The case can be made that the recent experiences in Iraq and Afghanistan are more relevant. There, grand schemes for remaking societies fared poorly when they encountered local realities. It also proved difficult and expensive to turn early military victories into lasting outcomes – just as we now learn that no-fly zones cannot control what happens on the ground.

Already in Libya, what began as a limited no-fly zone is becoming something more ambitious. Still, we are where we are. The question is now less whether we were right to get involved along the lines we did but “what do we do now?”

An immediate ceasefire and an end to all attacks against civilians – as demanded by UN Security Council resolution 1973 – is an unlikely scenario. But what if Colonel Gaddafi actually did comply? The US, unlike the UN resolution, is calling for him to be ousted. Would the Obama administration accept the continued existence of his regime? And what if his forces respected the ceasefire but the rebels did not?

All of this is improbable, if for no other reason than civil wars rarely just stop. Three scenarios are more likely. The first is continued fighting, with no side striking a decisive blow. Here the no-fly zone would have levelled the playing field, as shown by the rebels retaking the oil towns of Brega and Ras Lanuf on Sunday – but with civil war prolonged. More suffering and loss of life would be the result. It would be ironic, even tragic, if this were the outcome of an action justified on humanitarian grounds. But it is possible.

It is also possible that diplomacy could then bring an end to the fighting, but that too is a long shot. Instead, the international community will more likely have to consider escalating its support for the regime's opponents. This could happen directly, by introducing foreign forces, or indirectly, by providing arms to the rebels.

Scenario two is the fall of Col Gaddafi's government. This could follow support for the rebels, or the implosion of the regime. But here history suggests the opposition is more likely to splinter, once it had accomplished the one objective that united it: hostility to the regime.

If the regime did fall, a foreign peacekeeping force or something more capable would almost certainly have to be sent to Libya to provide security. Awkwardly, such a presence is currently explicitly banned by the UN resolution authorising the no-fly zone. It is also unclear who would provide the troops, or pick up the costs. A bigger worry is whether the opposition could transform itself into a national entity, able to rule in the interests of the Libyan people. But we simply don't know a great deal about the people we are siding with, so it is just as plausible to imagine some rebels breaking off, and introducing an intolerant Islamist rule in part or all of the country.

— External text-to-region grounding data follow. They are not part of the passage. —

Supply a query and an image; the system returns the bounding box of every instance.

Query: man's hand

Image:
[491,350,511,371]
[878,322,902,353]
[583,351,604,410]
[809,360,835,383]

The third scenario sees Libya's regime finding a way to prevail. In the short term the world would then have to negotiate. In the long term the west would face a more difficult choice: try to overthrow the regime through covert action and sanctions, or just modify its behaviour with economic and other measures. This was, after all, the approach that persuaded Col Gaddafi to give up weapons of mass destruction.

There are too many actors and variables at work in Libya to predict how this military intervention will play out. No one can know what will come next, much less what will come after that. But history suggests that success will be hard to achieve. And if it comes, it will take more time, prove more costly, and have more unexpected consequences than many originally anticipated.